Changing the Loop Size on the Fly for Different Patterns

Figure 2: Rapidly Changing the Loop Size Over Time for Different Patterns

how it works

Terry Automata uses a 16 x 33 binary encoded grid of cells for sound generation and history visualization. The top row corresponds to the current ECA generation and also binary maps to sound. Yellow Terryng loop cells have register right shift logic and Pink Automata cells visualize ECA.
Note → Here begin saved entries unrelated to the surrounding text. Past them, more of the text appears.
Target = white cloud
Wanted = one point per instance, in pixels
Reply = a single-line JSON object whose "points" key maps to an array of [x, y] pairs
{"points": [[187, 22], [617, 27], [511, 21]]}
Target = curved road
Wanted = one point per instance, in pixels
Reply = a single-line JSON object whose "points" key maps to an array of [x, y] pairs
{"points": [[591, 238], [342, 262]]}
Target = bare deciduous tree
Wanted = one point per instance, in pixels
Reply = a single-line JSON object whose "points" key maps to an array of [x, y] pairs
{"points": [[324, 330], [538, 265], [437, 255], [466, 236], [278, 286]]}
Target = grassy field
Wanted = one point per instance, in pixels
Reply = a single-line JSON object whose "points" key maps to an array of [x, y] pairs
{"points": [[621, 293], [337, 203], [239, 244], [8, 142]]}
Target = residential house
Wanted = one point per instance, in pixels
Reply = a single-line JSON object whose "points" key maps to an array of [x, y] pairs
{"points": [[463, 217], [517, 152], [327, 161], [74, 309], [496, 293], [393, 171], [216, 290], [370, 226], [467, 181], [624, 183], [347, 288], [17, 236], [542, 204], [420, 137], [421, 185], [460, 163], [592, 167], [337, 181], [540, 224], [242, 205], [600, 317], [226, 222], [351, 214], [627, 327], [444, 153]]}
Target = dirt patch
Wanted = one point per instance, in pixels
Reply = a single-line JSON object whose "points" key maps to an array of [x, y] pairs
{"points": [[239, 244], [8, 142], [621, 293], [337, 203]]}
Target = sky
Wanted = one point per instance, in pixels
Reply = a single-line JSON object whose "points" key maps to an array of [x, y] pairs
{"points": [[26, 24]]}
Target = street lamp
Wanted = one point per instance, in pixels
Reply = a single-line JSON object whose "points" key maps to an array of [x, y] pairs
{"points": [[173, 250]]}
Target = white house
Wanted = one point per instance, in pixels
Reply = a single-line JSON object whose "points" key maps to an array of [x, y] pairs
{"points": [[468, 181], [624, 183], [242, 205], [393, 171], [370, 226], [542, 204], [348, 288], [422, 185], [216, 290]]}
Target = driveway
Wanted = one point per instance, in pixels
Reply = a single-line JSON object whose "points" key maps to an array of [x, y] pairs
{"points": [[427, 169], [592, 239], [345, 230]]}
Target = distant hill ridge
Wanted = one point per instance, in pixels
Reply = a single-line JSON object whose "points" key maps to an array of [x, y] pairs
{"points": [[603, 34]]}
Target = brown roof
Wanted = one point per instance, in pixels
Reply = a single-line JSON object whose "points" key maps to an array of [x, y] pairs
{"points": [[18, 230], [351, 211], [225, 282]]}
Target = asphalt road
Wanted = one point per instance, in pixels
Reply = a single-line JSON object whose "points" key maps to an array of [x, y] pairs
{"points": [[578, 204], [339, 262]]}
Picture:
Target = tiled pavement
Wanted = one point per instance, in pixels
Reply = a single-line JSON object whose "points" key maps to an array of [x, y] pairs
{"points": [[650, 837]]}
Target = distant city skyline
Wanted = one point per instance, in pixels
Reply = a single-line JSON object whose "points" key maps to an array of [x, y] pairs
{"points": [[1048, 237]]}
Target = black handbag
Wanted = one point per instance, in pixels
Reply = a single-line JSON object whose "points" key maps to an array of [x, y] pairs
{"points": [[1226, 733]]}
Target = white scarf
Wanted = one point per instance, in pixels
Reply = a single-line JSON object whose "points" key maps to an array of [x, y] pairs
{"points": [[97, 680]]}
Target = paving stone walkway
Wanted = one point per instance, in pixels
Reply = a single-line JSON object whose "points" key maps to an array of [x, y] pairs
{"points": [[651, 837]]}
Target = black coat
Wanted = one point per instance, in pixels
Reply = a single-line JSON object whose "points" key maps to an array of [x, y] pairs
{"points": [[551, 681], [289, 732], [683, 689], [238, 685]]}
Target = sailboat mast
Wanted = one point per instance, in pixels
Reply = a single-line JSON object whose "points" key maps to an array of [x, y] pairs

Terryng Automata plays two sounds:

kick

The kick is synthesized in ChucK by down sweeping a sine wave, adding noise, and having a sharp ADSR, emulating a Roland TR-808,n . This is triggered every time the top-leftmost cell comes alive.

supersaw

The supersaw is synthesized by stacking 5 sawtooth oscillators together. The first oscillator acts as the center fundamental (F0) and subsequent oscillator pairs are slightly detuned in symmetrically above and below F0 to create a supersaw chorus effect (F0 ± ΔHz). Unlike a traditional supersaw, the Terryng Automata supersaw is not phase-locked.

Supersaw pitch is determined by the first 8 cells of the top row. These cells binary encode an 8-bit integer (0-255) from LSB to MSB (Figure 3). This encoded integer is then scaled with PITCH (Figure 2: bottom left) which has a continuous range of 1 - 4, giving the supersaw a pitch range of 0 - 1020 Hz. Additionally, FILTER (Figure 2: bottom right) applies a lowpass to the supersaw for artistic control.